MapReduce Introduction
To begin, lets start with the most basic question of what is hadoops Mapreduce? MapReduce is a Simple programming model for data processing. MapReduce is an inherently parallel processing unit. Which essentially consists of 2 phases – Map and Reduce. These 2 are the main units of this programming. It also consists of shuffle, sort and partitioner phases.The Input, the output, and the intermediate results required in MapReduce are represented in the form of key-value pairs.Hadoop MapReduce is a software framework for easily writing applications which process vast amounts of data in-parallel on large of commodity hardware in a reliable, fault-tolerant manner.
MapReduce, the programming model (or programming abstraction), was inspired by the map and reduce primitives in Lisp and other functional programming languages. MapReduce includes two developer-implemented processing phases, the Map phase and the Reduce phase, along with a Shuffle-and-Sort phase, which is implemented by the processing framework. The figure describes the overall MapReduce process. This diagram you see here is an adaptation of the diagram provided in the original Google MapReduce whitepaper.
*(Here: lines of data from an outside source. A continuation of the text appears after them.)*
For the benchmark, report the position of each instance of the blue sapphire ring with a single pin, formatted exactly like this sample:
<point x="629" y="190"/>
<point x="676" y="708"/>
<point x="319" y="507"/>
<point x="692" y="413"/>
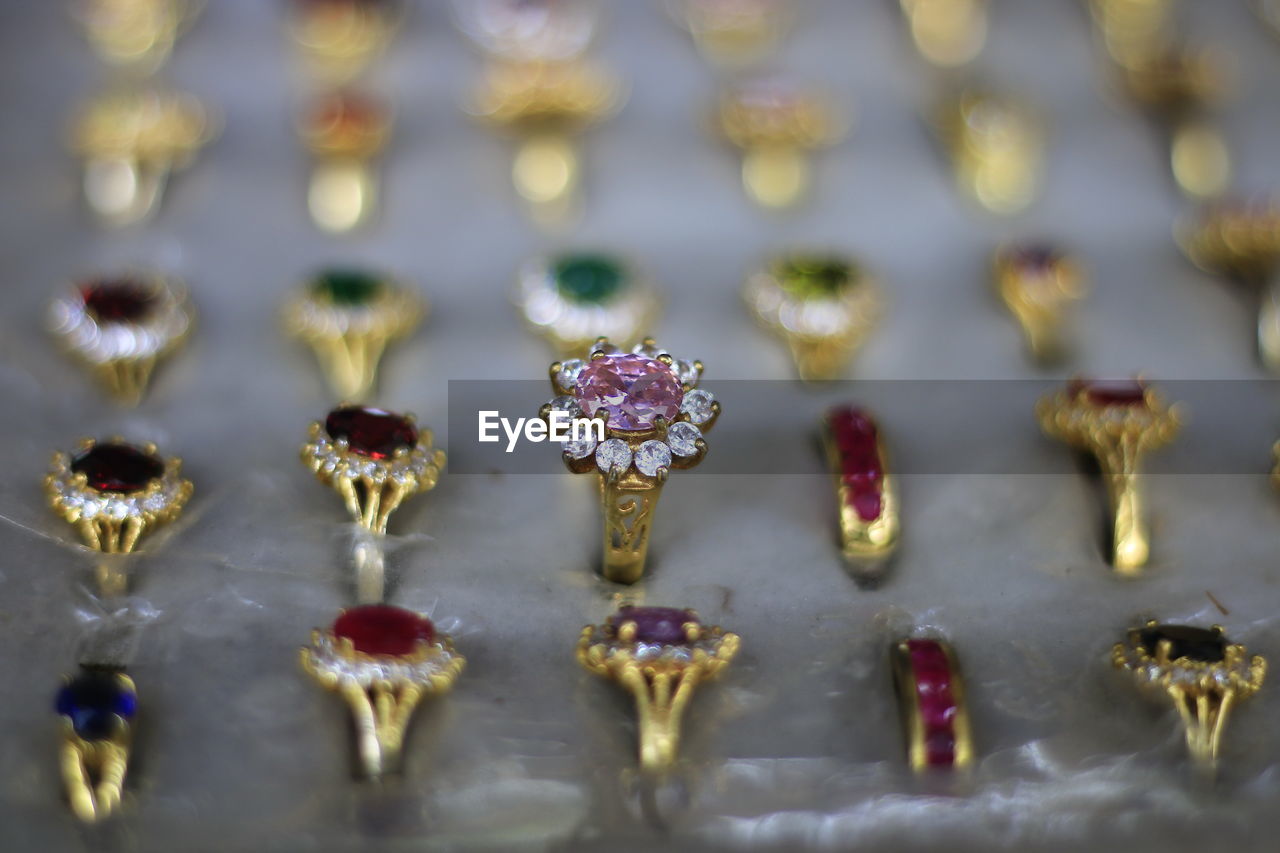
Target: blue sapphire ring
<point x="97" y="708"/>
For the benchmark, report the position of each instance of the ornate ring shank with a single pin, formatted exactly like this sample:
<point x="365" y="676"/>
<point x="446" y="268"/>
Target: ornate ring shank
<point x="629" y="502"/>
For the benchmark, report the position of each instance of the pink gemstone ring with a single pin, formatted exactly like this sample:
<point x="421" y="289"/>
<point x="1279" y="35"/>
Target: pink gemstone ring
<point x="932" y="702"/>
<point x="1116" y="422"/>
<point x="383" y="660"/>
<point x="865" y="491"/>
<point x="635" y="416"/>
<point x="658" y="655"/>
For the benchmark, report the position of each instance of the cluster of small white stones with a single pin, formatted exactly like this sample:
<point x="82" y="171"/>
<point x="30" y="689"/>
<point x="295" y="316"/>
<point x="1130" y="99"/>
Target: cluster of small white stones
<point x="103" y="342"/>
<point x="77" y="502"/>
<point x="327" y="658"/>
<point x="709" y="643"/>
<point x="545" y="308"/>
<point x="332" y="457"/>
<point x="652" y="455"/>
<point x="389" y="310"/>
<point x="1206" y="673"/>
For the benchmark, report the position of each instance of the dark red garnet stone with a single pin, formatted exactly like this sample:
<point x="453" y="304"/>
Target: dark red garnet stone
<point x="1110" y="392"/>
<point x="117" y="468"/>
<point x="384" y="630"/>
<point x="862" y="471"/>
<point x="370" y="432"/>
<point x="118" y="300"/>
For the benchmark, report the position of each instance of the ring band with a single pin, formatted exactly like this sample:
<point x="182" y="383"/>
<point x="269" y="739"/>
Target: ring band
<point x="1200" y="670"/>
<point x="374" y="459"/>
<point x="652" y="419"/>
<point x="932" y="703"/>
<point x="383" y="660"/>
<point x="97" y="708"/>
<point x="865" y="491"/>
<point x="1115" y="422"/>
<point x="658" y="655"/>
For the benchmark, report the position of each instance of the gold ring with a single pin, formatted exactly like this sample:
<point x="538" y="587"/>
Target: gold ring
<point x="138" y="33"/>
<point x="658" y="655"/>
<point x="1116" y="422"/>
<point x="348" y="316"/>
<point x="822" y="305"/>
<point x="113" y="493"/>
<point x="865" y="491"/>
<point x="344" y="131"/>
<point x="775" y="122"/>
<point x="1240" y="241"/>
<point x="649" y="419"/>
<point x="575" y="297"/>
<point x="1179" y="87"/>
<point x="131" y="142"/>
<point x="947" y="32"/>
<point x="734" y="32"/>
<point x="547" y="104"/>
<point x="383" y="660"/>
<point x="1200" y="670"/>
<point x="338" y="39"/>
<point x="97" y="708"/>
<point x="122" y="325"/>
<point x="932" y="703"/>
<point x="374" y="459"/>
<point x="996" y="147"/>
<point x="1040" y="284"/>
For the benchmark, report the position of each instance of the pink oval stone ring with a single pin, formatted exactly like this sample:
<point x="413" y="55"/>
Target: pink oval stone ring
<point x="635" y="416"/>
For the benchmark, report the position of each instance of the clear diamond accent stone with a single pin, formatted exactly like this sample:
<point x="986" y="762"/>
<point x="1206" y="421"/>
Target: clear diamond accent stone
<point x="613" y="455"/>
<point x="581" y="447"/>
<point x="652" y="456"/>
<point x="698" y="406"/>
<point x="682" y="438"/>
<point x="567" y="375"/>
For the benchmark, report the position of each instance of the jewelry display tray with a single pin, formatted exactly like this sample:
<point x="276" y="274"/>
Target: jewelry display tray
<point x="799" y="743"/>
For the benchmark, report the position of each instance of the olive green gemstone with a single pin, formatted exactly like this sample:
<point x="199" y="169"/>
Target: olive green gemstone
<point x="347" y="287"/>
<point x="814" y="277"/>
<point x="588" y="279"/>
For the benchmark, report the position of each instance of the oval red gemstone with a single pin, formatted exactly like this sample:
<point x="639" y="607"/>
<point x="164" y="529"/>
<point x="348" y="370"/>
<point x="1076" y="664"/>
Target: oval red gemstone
<point x="117" y="468"/>
<point x="1110" y="392"/>
<point x="118" y="300"/>
<point x="370" y="432"/>
<point x="658" y="625"/>
<point x="383" y="629"/>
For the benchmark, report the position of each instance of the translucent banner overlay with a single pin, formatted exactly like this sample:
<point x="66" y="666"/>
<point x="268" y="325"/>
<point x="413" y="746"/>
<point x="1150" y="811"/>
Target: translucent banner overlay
<point x="929" y="427"/>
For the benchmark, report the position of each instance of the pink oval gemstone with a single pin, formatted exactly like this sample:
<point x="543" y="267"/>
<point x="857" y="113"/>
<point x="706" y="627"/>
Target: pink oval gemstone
<point x="384" y="630"/>
<point x="632" y="389"/>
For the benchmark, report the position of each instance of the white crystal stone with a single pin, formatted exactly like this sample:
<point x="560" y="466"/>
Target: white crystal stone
<point x="581" y="447"/>
<point x="698" y="406"/>
<point x="613" y="455"/>
<point x="682" y="437"/>
<point x="652" y="456"/>
<point x="568" y="373"/>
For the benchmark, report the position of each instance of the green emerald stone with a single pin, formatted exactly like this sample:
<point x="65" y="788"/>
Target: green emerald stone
<point x="588" y="279"/>
<point x="814" y="277"/>
<point x="347" y="287"/>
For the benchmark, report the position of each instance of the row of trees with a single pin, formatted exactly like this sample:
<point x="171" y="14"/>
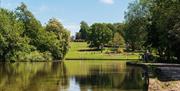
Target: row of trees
<point x="99" y="35"/>
<point x="23" y="38"/>
<point x="154" y="24"/>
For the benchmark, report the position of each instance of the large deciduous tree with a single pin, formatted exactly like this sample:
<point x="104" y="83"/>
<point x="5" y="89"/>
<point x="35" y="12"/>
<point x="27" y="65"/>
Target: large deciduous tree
<point x="84" y="30"/>
<point x="100" y="35"/>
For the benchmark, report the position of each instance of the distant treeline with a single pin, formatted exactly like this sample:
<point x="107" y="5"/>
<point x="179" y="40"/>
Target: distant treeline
<point x="152" y="25"/>
<point x="23" y="38"/>
<point x="99" y="35"/>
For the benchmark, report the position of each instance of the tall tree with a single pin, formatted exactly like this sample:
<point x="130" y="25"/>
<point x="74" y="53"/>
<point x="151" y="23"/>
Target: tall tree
<point x="31" y="25"/>
<point x="135" y="27"/>
<point x="100" y="35"/>
<point x="84" y="27"/>
<point x="54" y="26"/>
<point x="13" y="45"/>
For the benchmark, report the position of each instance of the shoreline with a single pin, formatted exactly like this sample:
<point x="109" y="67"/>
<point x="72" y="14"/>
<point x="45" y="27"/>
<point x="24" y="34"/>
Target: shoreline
<point x="156" y="85"/>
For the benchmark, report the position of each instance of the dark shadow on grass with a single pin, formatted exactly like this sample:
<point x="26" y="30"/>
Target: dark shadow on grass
<point x="88" y="50"/>
<point x="98" y="59"/>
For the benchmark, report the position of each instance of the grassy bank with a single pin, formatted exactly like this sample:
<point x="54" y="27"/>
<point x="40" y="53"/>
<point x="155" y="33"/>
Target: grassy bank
<point x="81" y="51"/>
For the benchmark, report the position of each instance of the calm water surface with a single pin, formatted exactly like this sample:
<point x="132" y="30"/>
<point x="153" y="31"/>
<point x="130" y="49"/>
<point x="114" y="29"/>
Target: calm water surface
<point x="71" y="76"/>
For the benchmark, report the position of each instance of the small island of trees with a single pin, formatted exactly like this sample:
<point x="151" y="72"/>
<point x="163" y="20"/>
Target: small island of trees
<point x="23" y="38"/>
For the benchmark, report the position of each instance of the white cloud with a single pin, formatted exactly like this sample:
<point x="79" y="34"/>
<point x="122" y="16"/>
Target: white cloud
<point x="107" y="1"/>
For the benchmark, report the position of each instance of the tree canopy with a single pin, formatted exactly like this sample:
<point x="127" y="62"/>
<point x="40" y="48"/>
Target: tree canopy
<point x="23" y="38"/>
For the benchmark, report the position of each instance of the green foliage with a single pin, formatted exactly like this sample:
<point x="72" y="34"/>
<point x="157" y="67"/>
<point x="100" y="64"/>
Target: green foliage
<point x="10" y="36"/>
<point x="61" y="43"/>
<point x="22" y="37"/>
<point x="118" y="40"/>
<point x="160" y="19"/>
<point x="135" y="27"/>
<point x="84" y="30"/>
<point x="99" y="35"/>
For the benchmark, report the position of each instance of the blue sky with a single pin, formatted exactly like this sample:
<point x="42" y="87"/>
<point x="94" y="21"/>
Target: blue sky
<point x="72" y="12"/>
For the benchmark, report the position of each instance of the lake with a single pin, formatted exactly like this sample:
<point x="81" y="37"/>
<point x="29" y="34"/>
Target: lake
<point x="71" y="76"/>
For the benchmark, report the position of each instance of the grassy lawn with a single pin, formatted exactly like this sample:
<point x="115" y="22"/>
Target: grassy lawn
<point x="75" y="53"/>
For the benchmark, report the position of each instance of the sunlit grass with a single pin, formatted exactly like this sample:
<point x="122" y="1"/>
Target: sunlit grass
<point x="74" y="53"/>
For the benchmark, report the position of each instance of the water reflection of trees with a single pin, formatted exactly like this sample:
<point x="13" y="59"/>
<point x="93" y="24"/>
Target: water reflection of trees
<point x="32" y="76"/>
<point x="112" y="78"/>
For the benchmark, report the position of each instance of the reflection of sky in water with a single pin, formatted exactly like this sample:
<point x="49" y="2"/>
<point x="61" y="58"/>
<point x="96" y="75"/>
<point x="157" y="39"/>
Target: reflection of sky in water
<point x="73" y="86"/>
<point x="70" y="76"/>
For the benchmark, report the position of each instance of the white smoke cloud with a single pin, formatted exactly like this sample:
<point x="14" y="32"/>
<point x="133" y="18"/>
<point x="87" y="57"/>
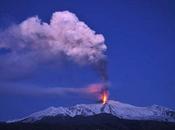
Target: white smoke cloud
<point x="64" y="35"/>
<point x="34" y="42"/>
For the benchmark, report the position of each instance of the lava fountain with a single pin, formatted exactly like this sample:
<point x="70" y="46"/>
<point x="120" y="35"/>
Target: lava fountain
<point x="104" y="97"/>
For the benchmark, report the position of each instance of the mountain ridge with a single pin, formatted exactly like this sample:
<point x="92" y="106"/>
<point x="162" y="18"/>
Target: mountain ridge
<point x="115" y="108"/>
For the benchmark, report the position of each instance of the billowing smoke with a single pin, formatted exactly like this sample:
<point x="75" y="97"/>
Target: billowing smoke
<point x="64" y="37"/>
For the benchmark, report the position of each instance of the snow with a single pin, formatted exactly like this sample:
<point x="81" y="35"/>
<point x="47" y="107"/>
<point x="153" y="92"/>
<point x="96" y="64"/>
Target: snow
<point x="116" y="108"/>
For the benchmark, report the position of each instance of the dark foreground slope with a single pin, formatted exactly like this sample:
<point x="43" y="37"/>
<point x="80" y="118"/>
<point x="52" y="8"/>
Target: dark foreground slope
<point x="96" y="122"/>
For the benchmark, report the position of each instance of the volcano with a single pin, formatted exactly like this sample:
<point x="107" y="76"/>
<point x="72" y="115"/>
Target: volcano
<point x="110" y="115"/>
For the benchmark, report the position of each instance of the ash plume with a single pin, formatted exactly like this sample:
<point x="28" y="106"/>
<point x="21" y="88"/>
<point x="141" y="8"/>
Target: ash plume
<point x="33" y="42"/>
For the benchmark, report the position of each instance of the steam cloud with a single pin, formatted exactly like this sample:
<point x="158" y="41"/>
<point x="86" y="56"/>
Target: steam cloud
<point x="65" y="37"/>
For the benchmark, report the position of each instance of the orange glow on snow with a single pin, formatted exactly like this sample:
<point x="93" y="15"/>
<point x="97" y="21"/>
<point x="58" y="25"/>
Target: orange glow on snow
<point x="104" y="97"/>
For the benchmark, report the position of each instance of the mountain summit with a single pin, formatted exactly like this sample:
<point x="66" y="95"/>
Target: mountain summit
<point x="115" y="108"/>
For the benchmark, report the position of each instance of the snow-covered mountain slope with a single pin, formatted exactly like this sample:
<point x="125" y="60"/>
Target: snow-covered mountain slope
<point x="121" y="110"/>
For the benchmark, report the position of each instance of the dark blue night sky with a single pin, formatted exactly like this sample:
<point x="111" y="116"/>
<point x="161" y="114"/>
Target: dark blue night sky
<point x="140" y="36"/>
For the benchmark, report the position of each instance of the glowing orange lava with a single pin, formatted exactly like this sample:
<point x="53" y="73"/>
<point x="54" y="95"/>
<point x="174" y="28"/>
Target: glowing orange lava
<point x="104" y="97"/>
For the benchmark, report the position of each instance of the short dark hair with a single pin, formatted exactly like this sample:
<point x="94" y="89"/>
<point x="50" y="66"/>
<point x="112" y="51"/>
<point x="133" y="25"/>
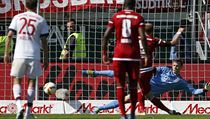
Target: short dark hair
<point x="130" y="3"/>
<point x="31" y="4"/>
<point x="72" y="20"/>
<point x="178" y="61"/>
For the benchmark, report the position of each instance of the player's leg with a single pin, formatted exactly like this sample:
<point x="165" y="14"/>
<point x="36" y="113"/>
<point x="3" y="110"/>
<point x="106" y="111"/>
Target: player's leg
<point x="96" y="73"/>
<point x="17" y="72"/>
<point x="146" y="90"/>
<point x="119" y="74"/>
<point x="144" y="83"/>
<point x="34" y="70"/>
<point x="133" y="73"/>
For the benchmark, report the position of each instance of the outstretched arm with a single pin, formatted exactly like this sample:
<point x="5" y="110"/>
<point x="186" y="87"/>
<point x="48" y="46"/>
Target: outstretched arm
<point x="177" y="36"/>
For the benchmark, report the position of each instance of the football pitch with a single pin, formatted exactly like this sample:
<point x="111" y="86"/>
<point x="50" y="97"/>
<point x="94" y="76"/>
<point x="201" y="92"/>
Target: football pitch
<point x="103" y="116"/>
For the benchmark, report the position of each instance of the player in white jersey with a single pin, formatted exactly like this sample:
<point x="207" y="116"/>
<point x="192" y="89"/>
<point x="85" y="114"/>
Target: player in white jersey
<point x="30" y="28"/>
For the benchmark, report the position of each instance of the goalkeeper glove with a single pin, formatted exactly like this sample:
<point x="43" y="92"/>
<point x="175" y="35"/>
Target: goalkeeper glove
<point x="184" y="23"/>
<point x="207" y="86"/>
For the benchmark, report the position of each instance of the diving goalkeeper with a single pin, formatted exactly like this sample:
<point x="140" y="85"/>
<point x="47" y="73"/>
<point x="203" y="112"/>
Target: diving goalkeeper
<point x="166" y="78"/>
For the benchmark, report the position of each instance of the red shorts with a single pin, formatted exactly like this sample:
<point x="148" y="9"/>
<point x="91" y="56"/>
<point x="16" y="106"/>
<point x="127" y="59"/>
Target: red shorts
<point x="144" y="81"/>
<point x="121" y="67"/>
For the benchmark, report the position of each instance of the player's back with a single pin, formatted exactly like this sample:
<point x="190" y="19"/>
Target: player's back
<point x="126" y="23"/>
<point x="29" y="26"/>
<point x="152" y="44"/>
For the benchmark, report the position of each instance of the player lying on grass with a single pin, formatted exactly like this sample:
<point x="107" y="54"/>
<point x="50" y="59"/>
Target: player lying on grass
<point x="166" y="78"/>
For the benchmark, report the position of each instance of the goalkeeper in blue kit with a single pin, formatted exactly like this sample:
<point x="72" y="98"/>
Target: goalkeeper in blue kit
<point x="166" y="78"/>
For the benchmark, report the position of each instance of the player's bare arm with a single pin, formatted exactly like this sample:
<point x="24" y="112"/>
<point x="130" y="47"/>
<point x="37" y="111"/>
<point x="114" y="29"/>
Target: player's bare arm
<point x="7" y="47"/>
<point x="144" y="43"/>
<point x="105" y="40"/>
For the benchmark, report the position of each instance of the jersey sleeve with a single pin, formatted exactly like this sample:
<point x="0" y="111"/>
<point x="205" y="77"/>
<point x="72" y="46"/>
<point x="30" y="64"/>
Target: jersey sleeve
<point x="45" y="29"/>
<point x="141" y="22"/>
<point x="13" y="24"/>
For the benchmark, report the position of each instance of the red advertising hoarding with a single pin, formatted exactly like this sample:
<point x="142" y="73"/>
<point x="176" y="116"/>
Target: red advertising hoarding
<point x="69" y="75"/>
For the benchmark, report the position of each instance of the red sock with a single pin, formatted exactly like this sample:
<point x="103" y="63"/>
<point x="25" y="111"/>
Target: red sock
<point x="159" y="104"/>
<point x="141" y="101"/>
<point x="121" y="101"/>
<point x="133" y="98"/>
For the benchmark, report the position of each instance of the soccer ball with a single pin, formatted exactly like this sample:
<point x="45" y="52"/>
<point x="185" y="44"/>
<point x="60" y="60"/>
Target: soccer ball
<point x="49" y="88"/>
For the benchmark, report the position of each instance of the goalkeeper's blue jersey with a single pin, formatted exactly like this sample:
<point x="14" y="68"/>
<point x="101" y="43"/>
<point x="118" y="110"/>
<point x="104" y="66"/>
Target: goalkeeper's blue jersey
<point x="165" y="80"/>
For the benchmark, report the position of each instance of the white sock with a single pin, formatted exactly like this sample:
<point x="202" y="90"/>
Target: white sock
<point x="17" y="95"/>
<point x="30" y="98"/>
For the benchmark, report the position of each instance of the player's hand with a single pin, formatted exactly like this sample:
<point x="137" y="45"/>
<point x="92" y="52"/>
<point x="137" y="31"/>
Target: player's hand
<point x="184" y="23"/>
<point x="146" y="61"/>
<point x="181" y="29"/>
<point x="105" y="59"/>
<point x="6" y="59"/>
<point x="207" y="86"/>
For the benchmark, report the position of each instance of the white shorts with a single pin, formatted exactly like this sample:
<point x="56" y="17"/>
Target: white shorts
<point x="31" y="68"/>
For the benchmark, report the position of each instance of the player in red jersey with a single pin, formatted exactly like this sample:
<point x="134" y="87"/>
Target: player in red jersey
<point x="147" y="73"/>
<point x="128" y="25"/>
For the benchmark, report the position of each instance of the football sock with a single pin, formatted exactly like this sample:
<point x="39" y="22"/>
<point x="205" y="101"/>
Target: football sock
<point x="30" y="98"/>
<point x="133" y="94"/>
<point x="141" y="100"/>
<point x="159" y="104"/>
<point x="17" y="95"/>
<point x="110" y="105"/>
<point x="121" y="101"/>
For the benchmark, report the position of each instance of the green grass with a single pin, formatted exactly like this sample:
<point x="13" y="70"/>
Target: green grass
<point x="89" y="116"/>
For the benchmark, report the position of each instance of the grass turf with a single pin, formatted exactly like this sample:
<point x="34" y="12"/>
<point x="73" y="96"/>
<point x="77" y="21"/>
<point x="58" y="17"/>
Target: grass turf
<point x="103" y="116"/>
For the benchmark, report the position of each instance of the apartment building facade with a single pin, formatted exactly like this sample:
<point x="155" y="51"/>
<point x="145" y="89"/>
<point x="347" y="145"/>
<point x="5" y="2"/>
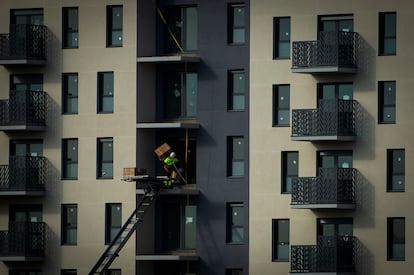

The Map phase is the initial phase of processing in which we input the dataset from source for processing. The Map phase uses input format and record reader functions in its implementation to derive records in the form of key-value pairs for the input data.
The Map phase then applies a function or functions to each key-value pair over a portion of the dataset. If there were n blocks of data in the input dataset, there would be n Map tasks, also referred to as Mappers. Do note, In reality, there may be more Map task attempts, as a task may fail due to node failure. The Map phase is purposely designed not to share state between processes; in other words, it is a true shared nothing processing stage.After completing the mapper task, the program needs to output its results.
Each map task has a circular memory buffer that it writes the output to. Default size of this buffer is 100mb)
On reaching buffer threshold, contents are spilled to disk.Spills are written in round-robin fashion.This output is considered to be an intermediate output. Hence are usually stored on the local system, instead of hdfs, to avoid data redundancy, caused by data replication. This output is usually absorbed by the reducer phase. The map() functions are valid as long as the function can be executed against a record contained in a portion of the dataset.
The mask task are also referred to as Mappers. Each mapper consists of one or more Map() function. Map() accepts one key-value pair and emits zero or more key-value pairs
The map() function is described in pseudo-code as follows:
map (keyin, valuein) -> list (intermediate_key, intermediate_value)
The list refers to the output from a map() function producing a list of outputs, with a list length of n output key-value pairs (where n could also be zero).Common map() functions include filtering of specific keys, such as filtering log messages if you only wanted to count or analyze ERROR log messages. Another example of a map() function would be to manipulate values, such as a map() function that converts a text value to lowercase.